Software Tools
Innovation and development of software tools, in partnership with software consultants, will enable researchers to use their data to better characterize protein complex structures, their interactions, and how they relate to biological functions.
Data Processing Tools
Several research groups have presented tools to aid in data processing and interpretation. These are mainly focused on assisting in deconvolution of the mass spectra, or aiding in the interpretation of ion mobility data particularly in the case of protein unfolding studies. This section describes this tools in more detail, and provides links for downloading the software.

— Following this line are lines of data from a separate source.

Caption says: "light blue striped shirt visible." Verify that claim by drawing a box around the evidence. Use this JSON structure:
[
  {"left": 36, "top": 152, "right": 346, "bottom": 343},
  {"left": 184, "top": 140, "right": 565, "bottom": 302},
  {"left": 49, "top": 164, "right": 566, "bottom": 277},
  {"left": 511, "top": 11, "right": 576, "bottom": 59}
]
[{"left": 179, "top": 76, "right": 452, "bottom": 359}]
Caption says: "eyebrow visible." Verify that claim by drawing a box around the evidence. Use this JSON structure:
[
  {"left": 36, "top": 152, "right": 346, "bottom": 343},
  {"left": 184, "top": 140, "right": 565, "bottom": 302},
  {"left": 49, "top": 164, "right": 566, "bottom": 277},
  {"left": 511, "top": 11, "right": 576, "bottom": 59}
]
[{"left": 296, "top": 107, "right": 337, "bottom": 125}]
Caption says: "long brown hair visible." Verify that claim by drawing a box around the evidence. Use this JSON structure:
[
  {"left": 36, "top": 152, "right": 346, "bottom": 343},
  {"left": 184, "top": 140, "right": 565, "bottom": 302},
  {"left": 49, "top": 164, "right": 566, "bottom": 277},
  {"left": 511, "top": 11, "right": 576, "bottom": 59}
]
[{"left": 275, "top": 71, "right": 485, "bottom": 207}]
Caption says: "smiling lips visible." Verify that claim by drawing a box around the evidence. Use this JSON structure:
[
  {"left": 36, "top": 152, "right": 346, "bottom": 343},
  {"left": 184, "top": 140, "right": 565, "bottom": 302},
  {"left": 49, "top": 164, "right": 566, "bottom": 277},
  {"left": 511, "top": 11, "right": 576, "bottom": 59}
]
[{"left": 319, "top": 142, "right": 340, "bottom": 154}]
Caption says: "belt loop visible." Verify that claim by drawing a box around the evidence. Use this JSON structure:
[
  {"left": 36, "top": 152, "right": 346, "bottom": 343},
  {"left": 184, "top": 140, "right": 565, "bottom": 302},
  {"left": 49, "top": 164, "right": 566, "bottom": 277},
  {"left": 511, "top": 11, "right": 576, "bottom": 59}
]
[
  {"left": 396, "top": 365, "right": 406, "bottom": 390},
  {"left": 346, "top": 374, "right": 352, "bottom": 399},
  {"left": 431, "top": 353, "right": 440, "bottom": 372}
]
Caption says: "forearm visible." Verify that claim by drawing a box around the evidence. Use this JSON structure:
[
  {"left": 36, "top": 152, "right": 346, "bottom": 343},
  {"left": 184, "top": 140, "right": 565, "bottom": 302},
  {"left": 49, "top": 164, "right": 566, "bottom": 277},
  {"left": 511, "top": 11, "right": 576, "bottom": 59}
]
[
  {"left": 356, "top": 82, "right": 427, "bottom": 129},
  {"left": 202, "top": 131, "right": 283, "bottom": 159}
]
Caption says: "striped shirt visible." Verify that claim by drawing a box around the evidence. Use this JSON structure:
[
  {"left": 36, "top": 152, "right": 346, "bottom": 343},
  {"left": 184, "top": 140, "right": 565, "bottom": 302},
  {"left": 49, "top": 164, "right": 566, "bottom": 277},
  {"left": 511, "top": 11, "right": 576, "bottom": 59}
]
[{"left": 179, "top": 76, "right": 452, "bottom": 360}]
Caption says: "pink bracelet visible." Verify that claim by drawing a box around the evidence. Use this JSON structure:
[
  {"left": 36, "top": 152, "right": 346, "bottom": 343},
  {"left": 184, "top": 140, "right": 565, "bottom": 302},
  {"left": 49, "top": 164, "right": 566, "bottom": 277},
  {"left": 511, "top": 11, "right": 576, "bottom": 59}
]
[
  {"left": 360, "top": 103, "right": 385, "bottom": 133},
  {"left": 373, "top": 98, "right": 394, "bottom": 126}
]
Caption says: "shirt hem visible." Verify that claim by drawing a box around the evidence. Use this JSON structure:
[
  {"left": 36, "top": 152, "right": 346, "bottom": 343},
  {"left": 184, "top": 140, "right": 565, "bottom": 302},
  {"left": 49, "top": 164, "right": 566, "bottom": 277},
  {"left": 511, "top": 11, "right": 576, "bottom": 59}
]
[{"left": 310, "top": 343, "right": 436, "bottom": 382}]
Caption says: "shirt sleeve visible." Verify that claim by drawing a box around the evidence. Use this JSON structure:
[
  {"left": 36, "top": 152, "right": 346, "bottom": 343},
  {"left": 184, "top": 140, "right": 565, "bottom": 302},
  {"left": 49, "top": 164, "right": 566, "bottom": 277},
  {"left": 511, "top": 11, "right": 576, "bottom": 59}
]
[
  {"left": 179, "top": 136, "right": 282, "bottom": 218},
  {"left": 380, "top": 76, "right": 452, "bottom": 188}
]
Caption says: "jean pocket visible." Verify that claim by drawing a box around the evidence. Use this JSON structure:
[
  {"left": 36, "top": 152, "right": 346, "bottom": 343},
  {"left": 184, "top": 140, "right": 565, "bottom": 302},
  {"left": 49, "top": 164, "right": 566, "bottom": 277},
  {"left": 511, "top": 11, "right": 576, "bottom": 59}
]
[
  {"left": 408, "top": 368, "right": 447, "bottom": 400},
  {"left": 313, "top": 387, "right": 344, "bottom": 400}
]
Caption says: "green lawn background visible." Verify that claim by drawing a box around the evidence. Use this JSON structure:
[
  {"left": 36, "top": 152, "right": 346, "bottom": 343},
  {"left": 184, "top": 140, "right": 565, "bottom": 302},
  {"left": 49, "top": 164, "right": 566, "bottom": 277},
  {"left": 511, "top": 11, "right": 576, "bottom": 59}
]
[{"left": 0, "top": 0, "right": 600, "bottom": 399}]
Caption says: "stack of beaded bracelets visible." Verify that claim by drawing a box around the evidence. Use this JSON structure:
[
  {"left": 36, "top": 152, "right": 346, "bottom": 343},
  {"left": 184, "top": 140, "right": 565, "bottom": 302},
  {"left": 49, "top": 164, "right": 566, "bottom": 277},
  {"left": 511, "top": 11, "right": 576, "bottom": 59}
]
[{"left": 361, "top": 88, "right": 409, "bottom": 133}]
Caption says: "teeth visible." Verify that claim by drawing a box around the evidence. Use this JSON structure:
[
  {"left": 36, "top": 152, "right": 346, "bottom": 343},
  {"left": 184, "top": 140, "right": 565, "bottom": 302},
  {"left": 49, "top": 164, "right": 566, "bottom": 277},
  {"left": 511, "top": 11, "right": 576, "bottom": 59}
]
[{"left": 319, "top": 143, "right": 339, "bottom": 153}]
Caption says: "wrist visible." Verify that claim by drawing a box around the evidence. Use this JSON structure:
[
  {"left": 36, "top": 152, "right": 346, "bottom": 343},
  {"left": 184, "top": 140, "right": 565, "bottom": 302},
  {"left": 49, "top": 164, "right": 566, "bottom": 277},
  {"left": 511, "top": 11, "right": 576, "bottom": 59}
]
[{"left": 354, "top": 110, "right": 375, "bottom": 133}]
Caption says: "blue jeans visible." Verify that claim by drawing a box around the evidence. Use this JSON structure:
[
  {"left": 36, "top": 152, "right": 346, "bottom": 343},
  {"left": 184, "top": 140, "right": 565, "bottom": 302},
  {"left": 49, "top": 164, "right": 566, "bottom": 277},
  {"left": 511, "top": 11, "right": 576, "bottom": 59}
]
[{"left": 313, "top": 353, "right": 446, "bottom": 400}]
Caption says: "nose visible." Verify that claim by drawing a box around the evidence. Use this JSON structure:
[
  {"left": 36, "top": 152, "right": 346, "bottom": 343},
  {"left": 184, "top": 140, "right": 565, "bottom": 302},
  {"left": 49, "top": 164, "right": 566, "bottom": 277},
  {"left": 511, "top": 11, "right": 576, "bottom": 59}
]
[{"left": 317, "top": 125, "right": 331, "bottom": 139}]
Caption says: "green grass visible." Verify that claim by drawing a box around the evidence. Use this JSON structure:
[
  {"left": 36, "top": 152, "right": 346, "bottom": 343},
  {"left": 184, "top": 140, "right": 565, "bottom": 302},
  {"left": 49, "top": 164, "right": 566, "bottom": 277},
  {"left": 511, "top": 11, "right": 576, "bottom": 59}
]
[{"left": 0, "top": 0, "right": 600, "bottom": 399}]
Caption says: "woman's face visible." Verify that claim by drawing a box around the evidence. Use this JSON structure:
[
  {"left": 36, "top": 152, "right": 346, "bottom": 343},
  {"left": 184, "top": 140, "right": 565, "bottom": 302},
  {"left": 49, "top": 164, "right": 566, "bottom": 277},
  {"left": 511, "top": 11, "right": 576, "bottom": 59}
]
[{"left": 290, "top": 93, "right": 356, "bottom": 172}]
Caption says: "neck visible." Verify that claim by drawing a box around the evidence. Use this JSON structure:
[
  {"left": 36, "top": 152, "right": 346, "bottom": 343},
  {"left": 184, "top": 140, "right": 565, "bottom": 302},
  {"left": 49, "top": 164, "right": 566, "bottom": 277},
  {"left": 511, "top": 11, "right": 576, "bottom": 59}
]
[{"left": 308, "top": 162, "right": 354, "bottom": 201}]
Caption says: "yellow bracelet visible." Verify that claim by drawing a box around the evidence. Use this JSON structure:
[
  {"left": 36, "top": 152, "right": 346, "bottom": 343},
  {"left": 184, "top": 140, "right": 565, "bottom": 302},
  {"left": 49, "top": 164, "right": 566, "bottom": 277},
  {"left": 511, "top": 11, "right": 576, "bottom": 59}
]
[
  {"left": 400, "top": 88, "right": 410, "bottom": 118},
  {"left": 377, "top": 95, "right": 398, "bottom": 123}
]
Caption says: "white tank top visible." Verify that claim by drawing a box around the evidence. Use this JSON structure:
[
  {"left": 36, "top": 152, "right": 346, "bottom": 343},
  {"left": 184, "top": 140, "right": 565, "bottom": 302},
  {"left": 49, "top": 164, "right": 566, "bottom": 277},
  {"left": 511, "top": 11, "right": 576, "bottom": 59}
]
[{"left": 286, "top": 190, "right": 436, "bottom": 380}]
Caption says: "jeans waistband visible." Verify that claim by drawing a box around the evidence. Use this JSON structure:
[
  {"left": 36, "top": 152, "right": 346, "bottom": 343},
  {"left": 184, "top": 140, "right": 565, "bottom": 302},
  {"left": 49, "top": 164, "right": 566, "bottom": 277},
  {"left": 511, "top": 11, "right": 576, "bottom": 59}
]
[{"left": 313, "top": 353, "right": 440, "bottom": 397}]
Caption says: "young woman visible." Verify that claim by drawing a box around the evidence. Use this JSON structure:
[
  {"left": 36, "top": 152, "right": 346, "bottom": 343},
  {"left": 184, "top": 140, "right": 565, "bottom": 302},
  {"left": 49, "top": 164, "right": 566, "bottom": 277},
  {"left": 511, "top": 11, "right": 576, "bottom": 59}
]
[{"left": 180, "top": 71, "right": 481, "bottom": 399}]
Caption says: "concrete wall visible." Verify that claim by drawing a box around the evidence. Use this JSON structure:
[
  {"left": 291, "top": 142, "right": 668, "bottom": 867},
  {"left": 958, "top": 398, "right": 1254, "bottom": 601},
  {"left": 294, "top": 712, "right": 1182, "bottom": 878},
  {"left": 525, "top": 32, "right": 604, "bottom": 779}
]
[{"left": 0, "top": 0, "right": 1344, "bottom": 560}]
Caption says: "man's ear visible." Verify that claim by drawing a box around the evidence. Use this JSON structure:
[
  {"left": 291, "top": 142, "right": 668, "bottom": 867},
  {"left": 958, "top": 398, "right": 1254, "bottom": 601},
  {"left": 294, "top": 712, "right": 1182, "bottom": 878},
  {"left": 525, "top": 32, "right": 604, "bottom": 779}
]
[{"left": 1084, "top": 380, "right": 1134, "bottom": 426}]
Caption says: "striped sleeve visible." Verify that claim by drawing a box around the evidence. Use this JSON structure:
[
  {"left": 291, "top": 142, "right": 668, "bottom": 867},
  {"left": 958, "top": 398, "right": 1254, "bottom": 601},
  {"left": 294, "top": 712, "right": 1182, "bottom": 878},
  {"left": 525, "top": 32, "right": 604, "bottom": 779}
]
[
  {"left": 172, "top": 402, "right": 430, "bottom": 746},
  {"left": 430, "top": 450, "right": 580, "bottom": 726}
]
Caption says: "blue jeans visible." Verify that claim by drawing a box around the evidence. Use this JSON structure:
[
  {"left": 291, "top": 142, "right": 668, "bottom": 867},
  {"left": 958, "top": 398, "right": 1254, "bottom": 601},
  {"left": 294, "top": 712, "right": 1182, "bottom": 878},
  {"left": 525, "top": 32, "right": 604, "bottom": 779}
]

UniDec is a suite of computational tools built around a core Bayesian deconvolution algorithm. UniDec is fast, robust, and easily generalized to mass and ion mobility spectra. It scales from very simple spectra to highly polydisperse ensembles. UniDec was originally described in “Bayesian Deconvolution of Mass and Ion Mobility Spectra: From Binary Interactions to Polydisperse Ensembles, Michael T. Marty , Andrew J. Baldwin, Erik G. Marklund , Georg K. A. Hochberg , Justin L. P. Benesch , and Carol V. Robinson, Analytical Chemistry, 2015, 4370.” Unidec is freely available from: https://github.com/michaelmarty/UniDec/releases.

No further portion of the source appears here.